I agree on the disconnect and its importance. However, there were gods at one time, presumably good and evil ones. With the actions of the Sorceror Kings tearing the plane away from other influences, would a good "Dark Sunning" of those races be the decendants of trapped outsiders? A poiniant artifact of what has been lost?
That's interesting and perhaps palatable as an explanation. I don't think it should be that important, though. Tieflings don't need to be mentioned in a big way anywhere in DS. There's precedence for this: Dragonborn and tieflings don't make a big splash in Eberron, either. They can be there if you want them, but the core books don't need to assume them. A paragraph in the campaign guide about how you might rationalize them works fine (and "descended from a time before time when the gods were still present" works pretty OK).
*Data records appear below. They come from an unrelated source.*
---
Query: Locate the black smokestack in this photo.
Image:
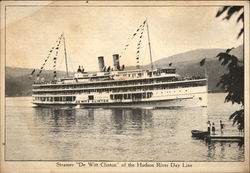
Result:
[113,54,120,71]
[98,56,105,71]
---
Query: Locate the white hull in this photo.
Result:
[33,86,207,108]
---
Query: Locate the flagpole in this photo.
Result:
[62,33,69,77]
[146,19,153,70]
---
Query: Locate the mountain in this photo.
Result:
[5,45,243,96]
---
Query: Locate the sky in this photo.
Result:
[1,2,243,71]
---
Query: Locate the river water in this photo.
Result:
[5,94,244,161]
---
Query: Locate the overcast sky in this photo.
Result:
[3,2,243,71]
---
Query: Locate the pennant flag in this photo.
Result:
[200,58,206,66]
[30,69,36,75]
[226,47,234,54]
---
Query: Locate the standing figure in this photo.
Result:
[207,121,211,135]
[238,124,243,135]
[212,123,215,135]
[220,120,225,135]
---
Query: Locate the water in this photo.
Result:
[5,94,244,161]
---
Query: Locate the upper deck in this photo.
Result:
[33,68,179,87]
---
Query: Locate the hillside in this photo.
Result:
[5,45,243,96]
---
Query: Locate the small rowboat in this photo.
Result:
[191,130,209,139]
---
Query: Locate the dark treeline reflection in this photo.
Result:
[110,109,153,134]
[35,108,153,134]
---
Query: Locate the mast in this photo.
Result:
[146,19,153,70]
[62,33,69,77]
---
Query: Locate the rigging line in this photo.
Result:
[62,33,69,77]
[146,19,154,70]
[120,21,145,58]
[37,36,61,77]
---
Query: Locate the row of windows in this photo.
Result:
[33,81,206,95]
[110,92,153,100]
[33,77,205,89]
[34,96,76,102]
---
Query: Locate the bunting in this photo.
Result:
[136,20,146,68]
[37,34,63,79]
[120,20,146,58]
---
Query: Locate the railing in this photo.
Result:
[33,77,206,91]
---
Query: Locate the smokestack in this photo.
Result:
[98,56,105,71]
[113,54,120,71]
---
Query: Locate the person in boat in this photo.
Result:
[212,123,215,135]
[220,120,225,135]
[207,121,211,134]
[77,66,82,73]
[238,124,243,135]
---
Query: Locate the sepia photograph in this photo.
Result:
[1,1,249,173]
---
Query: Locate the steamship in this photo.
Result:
[32,22,207,108]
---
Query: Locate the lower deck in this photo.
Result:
[33,86,207,107]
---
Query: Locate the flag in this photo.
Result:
[30,69,36,75]
[226,47,234,54]
[200,58,206,66]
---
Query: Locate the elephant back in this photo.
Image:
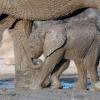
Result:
[3,0,83,20]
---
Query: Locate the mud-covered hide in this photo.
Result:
[0,0,85,20]
[43,24,67,57]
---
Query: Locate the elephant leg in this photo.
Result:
[84,42,100,90]
[40,47,64,85]
[10,20,41,91]
[51,59,70,89]
[75,60,87,90]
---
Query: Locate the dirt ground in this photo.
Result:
[0,89,100,100]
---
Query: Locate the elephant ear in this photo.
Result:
[43,25,67,57]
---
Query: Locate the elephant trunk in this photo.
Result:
[32,59,43,69]
[0,0,7,15]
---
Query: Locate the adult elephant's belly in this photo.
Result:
[0,0,84,20]
[65,22,96,59]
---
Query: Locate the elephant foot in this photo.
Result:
[41,78,51,88]
[93,81,100,92]
[74,81,88,92]
[51,75,63,89]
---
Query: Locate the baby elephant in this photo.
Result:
[36,19,100,90]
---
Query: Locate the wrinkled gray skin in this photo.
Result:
[29,10,100,90]
[1,7,99,88]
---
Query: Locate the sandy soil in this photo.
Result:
[0,89,100,100]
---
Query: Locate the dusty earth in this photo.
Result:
[0,8,100,100]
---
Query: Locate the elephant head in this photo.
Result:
[28,21,67,59]
[0,0,100,20]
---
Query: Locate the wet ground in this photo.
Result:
[0,59,100,100]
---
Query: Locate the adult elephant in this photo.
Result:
[0,0,100,20]
[26,19,100,90]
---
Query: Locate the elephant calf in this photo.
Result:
[34,19,100,90]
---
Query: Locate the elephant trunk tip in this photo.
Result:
[32,59,43,69]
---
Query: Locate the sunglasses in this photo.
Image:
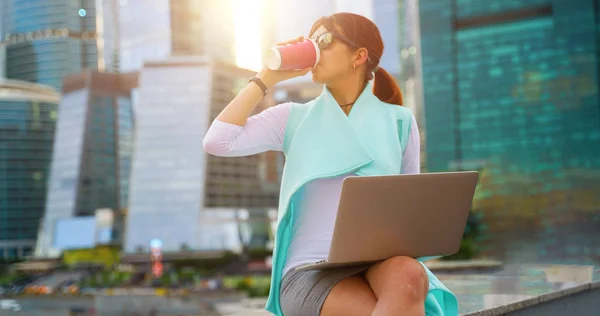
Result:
[312,31,359,49]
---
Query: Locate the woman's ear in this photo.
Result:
[354,47,369,66]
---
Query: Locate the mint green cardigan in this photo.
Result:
[266,84,458,316]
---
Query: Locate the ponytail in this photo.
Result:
[373,68,403,105]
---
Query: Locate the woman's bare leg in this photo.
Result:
[321,276,377,316]
[365,257,429,316]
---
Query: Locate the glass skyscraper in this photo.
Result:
[420,0,600,261]
[36,71,137,257]
[0,80,60,260]
[124,57,279,254]
[0,0,114,90]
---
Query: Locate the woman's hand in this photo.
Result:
[256,36,312,88]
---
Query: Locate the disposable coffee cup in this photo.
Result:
[267,39,321,70]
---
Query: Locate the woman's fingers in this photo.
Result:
[275,36,304,46]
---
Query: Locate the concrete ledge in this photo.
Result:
[464,281,600,316]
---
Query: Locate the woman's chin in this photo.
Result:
[312,71,323,83]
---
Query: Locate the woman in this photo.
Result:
[204,13,458,316]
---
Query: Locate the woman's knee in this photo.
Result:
[367,256,429,299]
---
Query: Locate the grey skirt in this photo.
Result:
[279,265,369,316]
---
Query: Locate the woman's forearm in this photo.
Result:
[217,82,270,126]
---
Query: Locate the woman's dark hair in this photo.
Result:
[309,13,402,105]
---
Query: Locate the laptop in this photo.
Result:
[296,171,479,270]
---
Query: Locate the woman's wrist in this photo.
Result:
[256,69,277,89]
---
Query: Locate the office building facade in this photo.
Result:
[0,0,114,91]
[420,0,600,261]
[124,57,279,254]
[0,80,60,260]
[119,0,235,72]
[36,71,137,257]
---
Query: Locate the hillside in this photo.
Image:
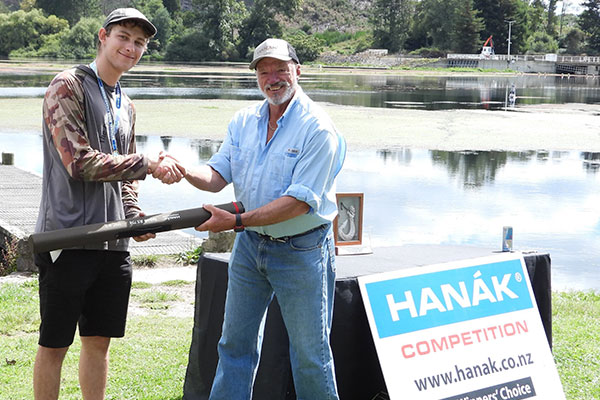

There are still bigger problems, I think, the warlock and the teleportation stuff (such as with the Eladrin). The warlock might be solved with the arcane power source being a "defiling" power source, though: the pact isn't an inherent part of the mechanics, and warlock abilities that aren't Star-Pact or Infernal-Pact related make plenty of sense.
Of course, you could just treat warlocks like the tieflings: assume they don't exist unless you make them exist.
Teleportation is wonky, but can probably be re-fluffed as sort of an "infinite shift" instead maybe?
But a lot of those cause some cascading issues...I dunno.
Shroomy said:
it will be extremely difficult to get to the other planes (perhaps there's some sort of penalty to the related skill checks, etc.).
Does it have to be possible at all in anything more than a theoretical way? Like an out-of-race dragonmark, there doesn't have to be any rules prohibiting it, but the campaign doesn't need to assume that PC's are going to go on planar adventures, either.